By celebplanes · 1 min read · Merck
Merck
Merck flew from Buckingham Airport in Florida to Morristown Municipal Airport on June 11, a 17-minute hop that brought the company's Gulfstream G650ER back to its New Jersey home base. The brief flight followed a longer journey: on June 8, the same aircraft had flown from Morristown to Miami-Opa Locka, suggesting a multi-day trip to the Sunshine State.

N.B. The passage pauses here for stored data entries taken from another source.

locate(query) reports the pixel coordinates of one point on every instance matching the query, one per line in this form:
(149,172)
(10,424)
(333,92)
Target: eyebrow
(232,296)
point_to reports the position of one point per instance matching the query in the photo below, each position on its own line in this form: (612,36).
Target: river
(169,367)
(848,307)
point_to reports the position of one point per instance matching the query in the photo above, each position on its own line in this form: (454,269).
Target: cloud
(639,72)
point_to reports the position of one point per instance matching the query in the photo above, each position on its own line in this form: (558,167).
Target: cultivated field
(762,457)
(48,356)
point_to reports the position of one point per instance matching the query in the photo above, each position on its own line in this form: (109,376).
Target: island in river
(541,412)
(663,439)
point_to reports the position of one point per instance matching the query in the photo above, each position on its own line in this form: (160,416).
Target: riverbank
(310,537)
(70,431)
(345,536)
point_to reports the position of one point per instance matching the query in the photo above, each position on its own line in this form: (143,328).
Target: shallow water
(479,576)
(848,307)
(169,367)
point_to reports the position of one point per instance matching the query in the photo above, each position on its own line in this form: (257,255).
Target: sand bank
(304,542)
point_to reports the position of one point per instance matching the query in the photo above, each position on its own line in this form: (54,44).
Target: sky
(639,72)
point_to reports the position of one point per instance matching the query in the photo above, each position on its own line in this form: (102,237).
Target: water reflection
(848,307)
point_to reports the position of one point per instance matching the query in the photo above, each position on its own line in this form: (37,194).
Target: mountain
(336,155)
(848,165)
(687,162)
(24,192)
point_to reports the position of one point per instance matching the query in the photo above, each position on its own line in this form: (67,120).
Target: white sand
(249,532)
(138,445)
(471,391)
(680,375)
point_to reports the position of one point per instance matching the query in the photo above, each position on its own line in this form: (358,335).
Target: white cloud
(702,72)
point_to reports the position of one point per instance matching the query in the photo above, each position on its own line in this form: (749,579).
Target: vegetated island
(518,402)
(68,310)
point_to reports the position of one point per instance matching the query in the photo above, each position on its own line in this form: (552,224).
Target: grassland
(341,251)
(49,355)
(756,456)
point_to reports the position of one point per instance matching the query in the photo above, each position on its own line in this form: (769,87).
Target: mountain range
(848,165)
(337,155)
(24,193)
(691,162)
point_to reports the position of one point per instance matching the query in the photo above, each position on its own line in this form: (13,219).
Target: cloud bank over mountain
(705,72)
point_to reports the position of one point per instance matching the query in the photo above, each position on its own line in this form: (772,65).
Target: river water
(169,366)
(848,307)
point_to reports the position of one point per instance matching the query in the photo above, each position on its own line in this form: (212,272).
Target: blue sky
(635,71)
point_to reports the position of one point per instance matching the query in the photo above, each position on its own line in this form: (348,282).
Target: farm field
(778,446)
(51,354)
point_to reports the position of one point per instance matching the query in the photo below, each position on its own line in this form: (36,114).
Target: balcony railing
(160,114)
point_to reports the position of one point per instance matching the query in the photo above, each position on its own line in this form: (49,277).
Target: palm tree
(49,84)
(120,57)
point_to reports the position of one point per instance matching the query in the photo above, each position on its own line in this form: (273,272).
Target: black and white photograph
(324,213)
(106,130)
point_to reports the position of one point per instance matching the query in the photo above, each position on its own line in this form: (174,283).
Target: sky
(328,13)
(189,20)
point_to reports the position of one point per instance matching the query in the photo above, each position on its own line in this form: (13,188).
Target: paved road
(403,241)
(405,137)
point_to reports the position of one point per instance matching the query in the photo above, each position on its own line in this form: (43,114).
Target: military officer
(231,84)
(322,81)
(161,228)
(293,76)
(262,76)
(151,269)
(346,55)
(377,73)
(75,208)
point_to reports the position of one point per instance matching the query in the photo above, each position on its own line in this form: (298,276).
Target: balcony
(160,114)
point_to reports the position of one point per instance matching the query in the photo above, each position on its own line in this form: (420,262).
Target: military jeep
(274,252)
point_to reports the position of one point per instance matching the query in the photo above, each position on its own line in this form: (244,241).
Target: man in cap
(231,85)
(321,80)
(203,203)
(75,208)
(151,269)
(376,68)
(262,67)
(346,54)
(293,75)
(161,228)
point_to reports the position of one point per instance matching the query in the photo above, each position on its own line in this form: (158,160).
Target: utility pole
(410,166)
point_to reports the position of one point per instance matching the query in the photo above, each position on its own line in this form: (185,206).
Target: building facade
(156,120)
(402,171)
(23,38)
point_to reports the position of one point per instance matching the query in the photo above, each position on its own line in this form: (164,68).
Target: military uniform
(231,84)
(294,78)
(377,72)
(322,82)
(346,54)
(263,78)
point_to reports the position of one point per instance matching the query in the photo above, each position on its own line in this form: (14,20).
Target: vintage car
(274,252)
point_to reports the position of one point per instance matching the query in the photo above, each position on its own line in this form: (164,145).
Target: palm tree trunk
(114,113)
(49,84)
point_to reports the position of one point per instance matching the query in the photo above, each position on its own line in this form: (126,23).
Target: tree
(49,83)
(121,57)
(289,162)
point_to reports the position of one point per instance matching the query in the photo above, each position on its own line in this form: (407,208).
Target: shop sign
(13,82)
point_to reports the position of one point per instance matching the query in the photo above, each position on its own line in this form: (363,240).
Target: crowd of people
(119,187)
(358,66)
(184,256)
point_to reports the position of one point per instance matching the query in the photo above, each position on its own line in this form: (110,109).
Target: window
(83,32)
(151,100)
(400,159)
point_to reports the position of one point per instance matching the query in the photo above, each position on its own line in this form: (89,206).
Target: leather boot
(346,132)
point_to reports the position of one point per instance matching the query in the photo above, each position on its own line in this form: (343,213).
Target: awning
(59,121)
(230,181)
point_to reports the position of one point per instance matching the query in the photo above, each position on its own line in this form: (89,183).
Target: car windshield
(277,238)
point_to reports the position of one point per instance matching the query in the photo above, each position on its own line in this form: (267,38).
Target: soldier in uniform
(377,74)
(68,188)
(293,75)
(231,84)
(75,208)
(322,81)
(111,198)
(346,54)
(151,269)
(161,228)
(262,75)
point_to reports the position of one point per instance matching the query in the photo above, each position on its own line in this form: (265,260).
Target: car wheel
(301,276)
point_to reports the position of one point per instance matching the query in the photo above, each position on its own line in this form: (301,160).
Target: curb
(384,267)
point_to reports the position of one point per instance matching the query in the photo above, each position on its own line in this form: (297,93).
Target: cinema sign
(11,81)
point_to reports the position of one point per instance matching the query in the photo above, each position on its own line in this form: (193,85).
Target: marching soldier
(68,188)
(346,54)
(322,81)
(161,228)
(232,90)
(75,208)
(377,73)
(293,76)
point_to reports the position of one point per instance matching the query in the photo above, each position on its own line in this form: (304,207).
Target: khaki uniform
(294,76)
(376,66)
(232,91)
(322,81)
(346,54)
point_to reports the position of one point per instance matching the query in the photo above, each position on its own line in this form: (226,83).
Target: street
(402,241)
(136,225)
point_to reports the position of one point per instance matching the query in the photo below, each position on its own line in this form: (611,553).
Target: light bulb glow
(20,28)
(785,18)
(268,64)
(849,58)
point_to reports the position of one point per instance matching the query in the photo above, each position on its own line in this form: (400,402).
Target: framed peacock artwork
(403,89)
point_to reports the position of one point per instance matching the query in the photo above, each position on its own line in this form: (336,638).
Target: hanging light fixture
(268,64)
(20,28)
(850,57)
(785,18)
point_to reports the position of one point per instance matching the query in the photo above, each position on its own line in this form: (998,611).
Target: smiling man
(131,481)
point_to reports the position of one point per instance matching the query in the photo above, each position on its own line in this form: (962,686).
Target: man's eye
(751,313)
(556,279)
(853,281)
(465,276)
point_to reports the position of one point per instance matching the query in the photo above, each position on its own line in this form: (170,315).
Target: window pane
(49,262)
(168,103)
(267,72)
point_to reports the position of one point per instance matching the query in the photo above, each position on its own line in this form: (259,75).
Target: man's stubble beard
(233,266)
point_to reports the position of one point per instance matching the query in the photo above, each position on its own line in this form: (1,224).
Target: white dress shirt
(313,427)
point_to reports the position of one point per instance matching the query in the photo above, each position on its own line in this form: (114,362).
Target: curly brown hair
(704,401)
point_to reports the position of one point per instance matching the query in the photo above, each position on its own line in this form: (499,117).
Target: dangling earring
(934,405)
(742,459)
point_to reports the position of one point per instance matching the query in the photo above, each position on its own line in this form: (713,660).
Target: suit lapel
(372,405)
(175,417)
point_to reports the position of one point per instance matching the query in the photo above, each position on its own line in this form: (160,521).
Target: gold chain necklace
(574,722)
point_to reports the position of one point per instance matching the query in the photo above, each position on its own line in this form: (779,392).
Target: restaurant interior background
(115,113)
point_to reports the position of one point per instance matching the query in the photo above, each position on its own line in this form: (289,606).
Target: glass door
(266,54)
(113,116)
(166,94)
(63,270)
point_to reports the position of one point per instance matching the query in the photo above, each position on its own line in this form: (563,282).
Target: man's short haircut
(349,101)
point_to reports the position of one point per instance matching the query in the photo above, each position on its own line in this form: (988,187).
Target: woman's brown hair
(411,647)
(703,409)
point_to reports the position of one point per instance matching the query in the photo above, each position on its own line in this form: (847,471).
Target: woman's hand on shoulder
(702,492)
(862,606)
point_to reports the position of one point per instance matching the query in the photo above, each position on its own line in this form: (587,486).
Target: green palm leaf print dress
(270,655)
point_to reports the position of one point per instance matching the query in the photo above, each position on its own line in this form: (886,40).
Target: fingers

The return to Morristown comes the same week Merck announced positive topline results from two Phase 3 trials evaluating islatravir/lenacapavir, an oral once-weekly HIV treatment developed with Gilead. As reported by Merck on June 8, the ISLEND-1 and ISLEND-2 studies met their primary efficacy endpoints, with the regimen proving statistically non-inferior to standard daily therapies. The company also participated in the Goldman Sachs 47th Annual Global Healthcare Conference on June 9, where CEO Robert Davis discussed the pipeline's momentum.
Merck's recent flight pattern shows a familiar rhythm: the G650ER made a round trip to Florida over two days, then returned home. For a company whose CEO is actively touting a "transformation" in its pipeline, the week's news—and the flights that bookended it—underscore a business that moves as fast as its aircraft.